I have just started reading The Taste of Conquest: The Rise and Fall of the Three Great Cities of Spice
by Michael Krondl.
And I am so happy that in the first pages he destroys the persistent myth that people in the Middle Ages ate heavily spiced food to disguise its rottenness. He offers several good rebuttals:
• Anyone who could afford exotic spices (e.g., pepper, cinnamon) was well-off enough to afford good meat. The rich could afford to eat fresh meat and spices. The poor could afford neither.
• Medieval cookbooks -- yes, they existed, for the upper classes -- directed cooks to add spices at the end of cooking for a greater olfactory whammy, which negates the idea of concealing or preserving "off" meat.
• Salt is the best cheap, traditional preservative for meat. So why would anyone use expensive imports?All this is to say that spices weren't the truffles or caviar of their time but were more on the order of today's expensive extra-virgin olive oil. But like the bottle of Tuscan olive oil displayed on the granite counter of today's trophy kitches, spices were part and parcel of the lifestyle of the moneyed classes...

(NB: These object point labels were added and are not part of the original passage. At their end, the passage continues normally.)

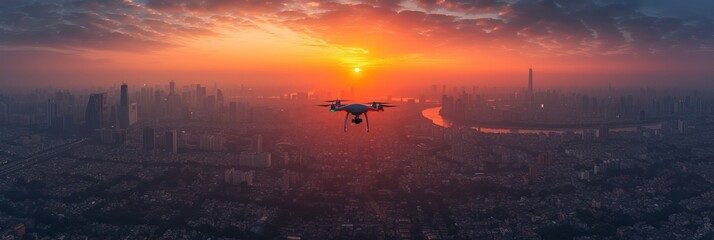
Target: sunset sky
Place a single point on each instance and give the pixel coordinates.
(319, 43)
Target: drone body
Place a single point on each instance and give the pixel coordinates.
(356, 110)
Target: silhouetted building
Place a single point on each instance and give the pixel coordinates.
(124, 107)
(604, 133)
(133, 114)
(259, 143)
(94, 114)
(531, 100)
(171, 141)
(148, 137)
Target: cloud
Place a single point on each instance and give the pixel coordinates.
(530, 27)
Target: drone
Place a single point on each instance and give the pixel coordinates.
(356, 109)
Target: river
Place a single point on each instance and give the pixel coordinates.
(433, 115)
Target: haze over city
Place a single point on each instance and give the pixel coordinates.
(357, 119)
(316, 44)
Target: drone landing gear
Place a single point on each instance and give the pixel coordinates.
(356, 120)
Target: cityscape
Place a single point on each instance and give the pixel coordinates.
(248, 120)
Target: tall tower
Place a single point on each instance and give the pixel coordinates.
(172, 88)
(124, 106)
(94, 115)
(530, 79)
(530, 87)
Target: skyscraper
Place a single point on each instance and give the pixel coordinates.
(94, 114)
(531, 100)
(530, 79)
(172, 141)
(133, 114)
(172, 88)
(124, 107)
(148, 137)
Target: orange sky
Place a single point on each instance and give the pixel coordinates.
(317, 44)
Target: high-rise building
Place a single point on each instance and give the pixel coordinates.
(94, 114)
(148, 137)
(172, 88)
(530, 87)
(171, 141)
(51, 113)
(133, 114)
(124, 106)
(259, 143)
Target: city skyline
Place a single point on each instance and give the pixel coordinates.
(248, 119)
(301, 44)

So I gave tonight's quick supper of sardines, garlic, and pasta an extra flourish of pepper. Got to support the spice trade, you know.
Medieval cooking is on my mind since Sunday night, when a colleague from the university absolutely knocked herself out preparing an Elizabethan
feast for her "Midsummer Night's Dream" party.
There were lots of sweet-and-sour meat-and-fruit dishes, some wrapped in dough, as pasties
but without potato, which would not be correct for the period.
And then some players from a community theatre troupe did scenes from the play
outdoors under the pines and Douglas firs.
That's as close to a 16th-century feast as I will ever get.